Box-Cox transformation

ARMA errors

Trend

Seasonal components

In [None]:
forecaster_TBATS = TBATS(
    use_box_cox=False,
    use_trend=True,
    use_damped_trend=False,
    sp=12,
    use_arma_errors=False,
    n_jobs=1)

forecaster_TBATS.fit(y_train)
y_pred_TBATS = forecaster_TBATS.predict(fh)
mean_absolute_percentage_error(y_test, y_pred_TBATS)

In [None]:
fig = px.line(bc,
              x="ds", y=bc.columns[0],
              # line_shape="spline",
              render_mode="svg", log_y=False,)

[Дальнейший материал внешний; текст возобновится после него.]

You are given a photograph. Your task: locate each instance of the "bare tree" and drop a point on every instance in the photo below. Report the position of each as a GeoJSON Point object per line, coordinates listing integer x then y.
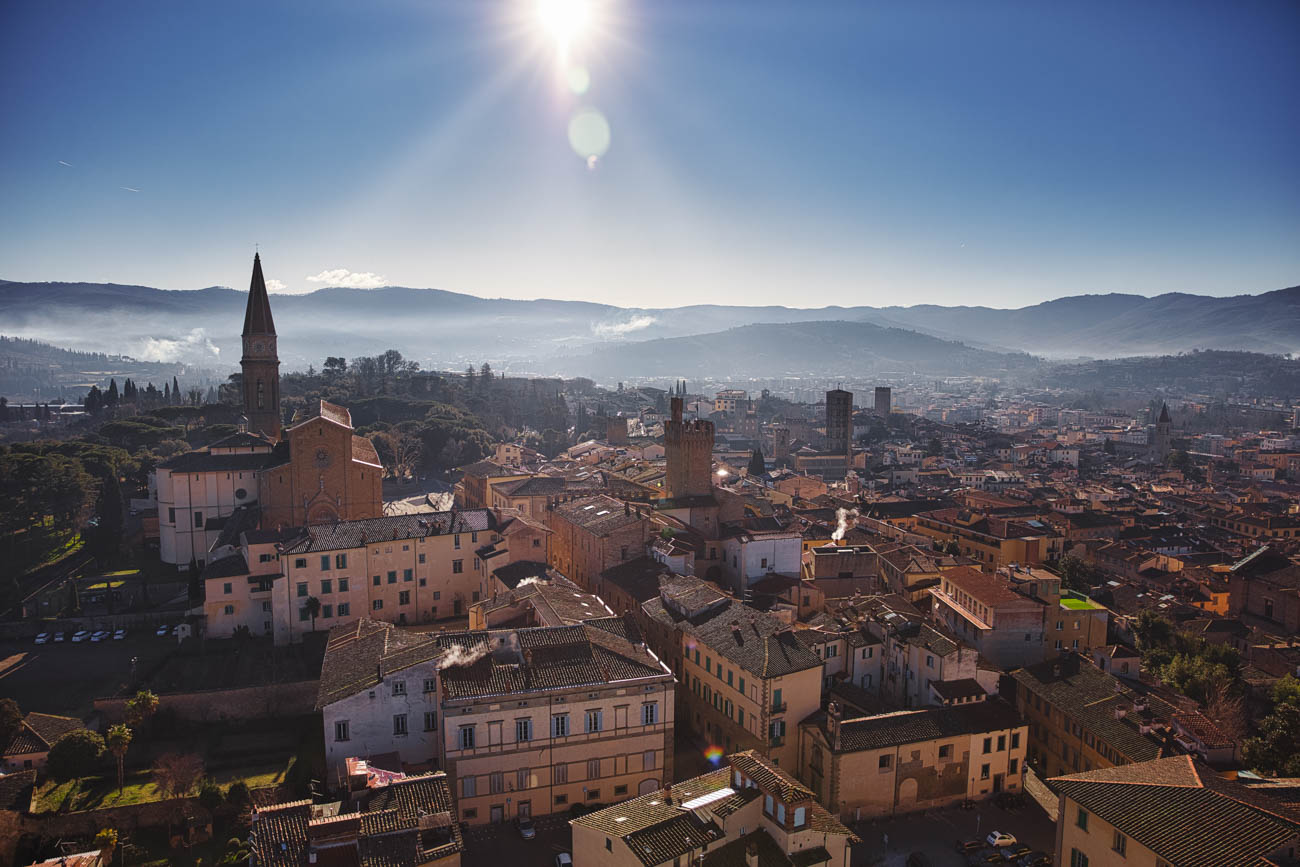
{"type": "Point", "coordinates": [176, 774]}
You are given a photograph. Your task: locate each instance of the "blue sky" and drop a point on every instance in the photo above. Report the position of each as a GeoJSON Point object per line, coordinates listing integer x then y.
{"type": "Point", "coordinates": [798, 154]}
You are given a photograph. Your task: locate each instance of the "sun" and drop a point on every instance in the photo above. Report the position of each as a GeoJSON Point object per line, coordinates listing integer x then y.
{"type": "Point", "coordinates": [564, 20]}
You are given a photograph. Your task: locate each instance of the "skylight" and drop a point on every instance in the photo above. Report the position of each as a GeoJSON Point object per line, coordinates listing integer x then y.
{"type": "Point", "coordinates": [694, 803]}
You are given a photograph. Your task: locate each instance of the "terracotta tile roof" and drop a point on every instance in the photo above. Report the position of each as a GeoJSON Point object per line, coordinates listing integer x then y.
{"type": "Point", "coordinates": [754, 640]}
{"type": "Point", "coordinates": [915, 725]}
{"type": "Point", "coordinates": [394, 528]}
{"type": "Point", "coordinates": [1184, 811]}
{"type": "Point", "coordinates": [39, 732]}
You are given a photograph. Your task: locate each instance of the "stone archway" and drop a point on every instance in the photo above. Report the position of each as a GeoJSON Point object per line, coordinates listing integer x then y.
{"type": "Point", "coordinates": [908, 793]}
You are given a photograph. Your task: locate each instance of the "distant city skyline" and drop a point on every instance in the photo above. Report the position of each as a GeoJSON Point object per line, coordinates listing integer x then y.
{"type": "Point", "coordinates": [657, 154]}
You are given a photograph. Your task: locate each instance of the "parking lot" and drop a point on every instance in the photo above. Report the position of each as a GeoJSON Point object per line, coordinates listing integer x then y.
{"type": "Point", "coordinates": [502, 846]}
{"type": "Point", "coordinates": [65, 677]}
{"type": "Point", "coordinates": [888, 842]}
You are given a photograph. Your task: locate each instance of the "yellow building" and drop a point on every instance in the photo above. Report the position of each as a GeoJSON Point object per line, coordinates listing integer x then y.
{"type": "Point", "coordinates": [746, 813]}
{"type": "Point", "coordinates": [547, 718]}
{"type": "Point", "coordinates": [992, 541]}
{"type": "Point", "coordinates": [1170, 813]}
{"type": "Point", "coordinates": [909, 761]}
{"type": "Point", "coordinates": [745, 679]}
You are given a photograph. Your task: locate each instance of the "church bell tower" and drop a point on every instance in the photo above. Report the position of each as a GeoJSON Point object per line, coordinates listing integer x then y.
{"type": "Point", "coordinates": [260, 363]}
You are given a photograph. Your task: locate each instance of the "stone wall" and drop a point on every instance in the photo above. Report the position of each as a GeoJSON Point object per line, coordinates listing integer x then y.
{"type": "Point", "coordinates": [213, 705]}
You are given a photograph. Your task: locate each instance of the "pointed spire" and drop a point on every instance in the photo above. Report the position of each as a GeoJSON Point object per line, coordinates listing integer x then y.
{"type": "Point", "coordinates": [258, 316]}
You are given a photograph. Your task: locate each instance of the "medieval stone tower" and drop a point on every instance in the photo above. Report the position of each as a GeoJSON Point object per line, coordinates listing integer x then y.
{"type": "Point", "coordinates": [260, 363]}
{"type": "Point", "coordinates": [839, 421]}
{"type": "Point", "coordinates": [689, 449]}
{"type": "Point", "coordinates": [1162, 439]}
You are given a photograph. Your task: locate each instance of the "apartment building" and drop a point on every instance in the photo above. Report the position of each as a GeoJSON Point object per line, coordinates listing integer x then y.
{"type": "Point", "coordinates": [384, 819]}
{"type": "Point", "coordinates": [984, 611]}
{"type": "Point", "coordinates": [991, 540]}
{"type": "Point", "coordinates": [593, 533]}
{"type": "Point", "coordinates": [745, 679]}
{"type": "Point", "coordinates": [404, 568]}
{"type": "Point", "coordinates": [748, 811]}
{"type": "Point", "coordinates": [1080, 718]}
{"type": "Point", "coordinates": [525, 722]}
{"type": "Point", "coordinates": [884, 764]}
{"type": "Point", "coordinates": [1170, 811]}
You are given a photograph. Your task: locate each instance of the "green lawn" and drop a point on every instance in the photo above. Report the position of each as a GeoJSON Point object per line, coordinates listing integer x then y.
{"type": "Point", "coordinates": [92, 793]}
{"type": "Point", "coordinates": [95, 793]}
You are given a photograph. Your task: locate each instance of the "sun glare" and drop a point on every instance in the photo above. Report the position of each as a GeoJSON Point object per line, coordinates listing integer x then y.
{"type": "Point", "coordinates": [564, 20]}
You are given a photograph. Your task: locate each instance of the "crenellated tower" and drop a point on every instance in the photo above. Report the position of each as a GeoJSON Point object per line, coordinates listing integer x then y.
{"type": "Point", "coordinates": [260, 362]}
{"type": "Point", "coordinates": [689, 449]}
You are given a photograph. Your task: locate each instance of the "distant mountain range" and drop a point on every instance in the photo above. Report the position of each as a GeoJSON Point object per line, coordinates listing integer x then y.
{"type": "Point", "coordinates": [449, 329]}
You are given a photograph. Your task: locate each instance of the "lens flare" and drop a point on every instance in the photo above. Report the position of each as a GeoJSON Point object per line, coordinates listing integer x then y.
{"type": "Point", "coordinates": [589, 134]}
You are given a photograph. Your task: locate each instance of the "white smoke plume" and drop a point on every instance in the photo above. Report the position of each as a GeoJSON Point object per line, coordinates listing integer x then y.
{"type": "Point", "coordinates": [841, 523]}
{"type": "Point", "coordinates": [193, 347]}
{"type": "Point", "coordinates": [458, 655]}
{"type": "Point", "coordinates": [627, 326]}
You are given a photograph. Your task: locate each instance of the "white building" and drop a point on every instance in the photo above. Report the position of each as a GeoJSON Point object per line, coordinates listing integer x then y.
{"type": "Point", "coordinates": [199, 489]}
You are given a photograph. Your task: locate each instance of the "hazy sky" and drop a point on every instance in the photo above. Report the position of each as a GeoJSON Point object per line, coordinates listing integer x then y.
{"type": "Point", "coordinates": [776, 152]}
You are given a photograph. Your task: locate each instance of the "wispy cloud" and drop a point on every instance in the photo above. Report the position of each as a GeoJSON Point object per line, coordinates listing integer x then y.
{"type": "Point", "coordinates": [625, 326]}
{"type": "Point", "coordinates": [193, 347]}
{"type": "Point", "coordinates": [349, 278]}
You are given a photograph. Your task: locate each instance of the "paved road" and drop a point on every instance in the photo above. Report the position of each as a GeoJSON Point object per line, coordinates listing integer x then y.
{"type": "Point", "coordinates": [888, 842]}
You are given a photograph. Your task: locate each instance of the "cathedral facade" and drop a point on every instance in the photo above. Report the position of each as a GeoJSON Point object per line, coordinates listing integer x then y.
{"type": "Point", "coordinates": [315, 472]}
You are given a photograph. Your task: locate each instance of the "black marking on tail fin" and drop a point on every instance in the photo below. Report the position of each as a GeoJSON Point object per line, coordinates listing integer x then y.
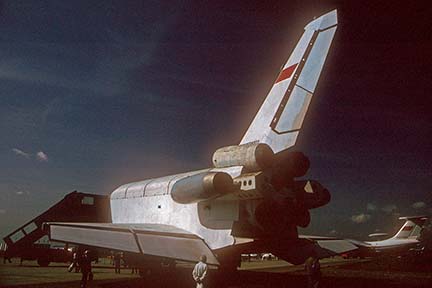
{"type": "Point", "coordinates": [287, 95]}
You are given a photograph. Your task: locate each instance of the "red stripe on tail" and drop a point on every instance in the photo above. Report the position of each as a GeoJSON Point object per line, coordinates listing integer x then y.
{"type": "Point", "coordinates": [407, 228]}
{"type": "Point", "coordinates": [286, 73]}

fig.add_scatter(x=y_pred_Naive.index,  y=y_pred_Naive, mode='lines', name='Naive')
fig.add_scatter(x=y_pred_Exp.index,  y=y_pred_Exp, mode='lines', name='ExpSmooth')
fig.add_scatter(x=y_pred_ARIMA.index,  y=y_pred_ARIMA, mode='lines', name='ARIMA')
fig.add_scatter(x=y_pred_SARIMAX.index,  y=y_pred_SARIMAX, mode='lines', name='SARIMAX')
fig.add_scatter(x=y_pred_autoARIMA.index,  y=y_pred_autoARIMA, mode='lines', name='autoARIMA')
fig.add_scatter(x=y_pred_TBATS.index,  y=y_pred_TBATS, mode='lines', name='TBATS')

fig.show()

Почему не получается выстроить идеальный прогноз?

In [None]:
pip install hurst

In [None]:
# Evaluate Hurst equation
from hurst import compute_Hc, random_walk
H, c, data = compute_Hc(y, kind='price', simplified=True)

In [None]:
# Plot
f, ax = plt.subplots()
ax.plot(data[0], c*data[0]**H, color="deepskyblue")
ax.scatter(data[0], data[1], color="purple")
ax.set_xscale('log')
ax.set_yscale('log')
ax.set_xlabel('Time interval')
ax.set_ylabel('R/S ratio')
ax.grid(True)
plt.show()

print("H={:.4f}, c={:.4f}".format(H,c))

H = 0.5 — случайное блуждание,

0.5 < H < 1.0 — персистентный временной ряд,

0 < H < 0.5 — непресистентный временной ряд.


Временной ряд для приведенного примера является персистентным (устойчивым). Такой ряд характеризуется наличием долговременной памяти, которая обуславливает информационное влияние в течение больших периодов времени.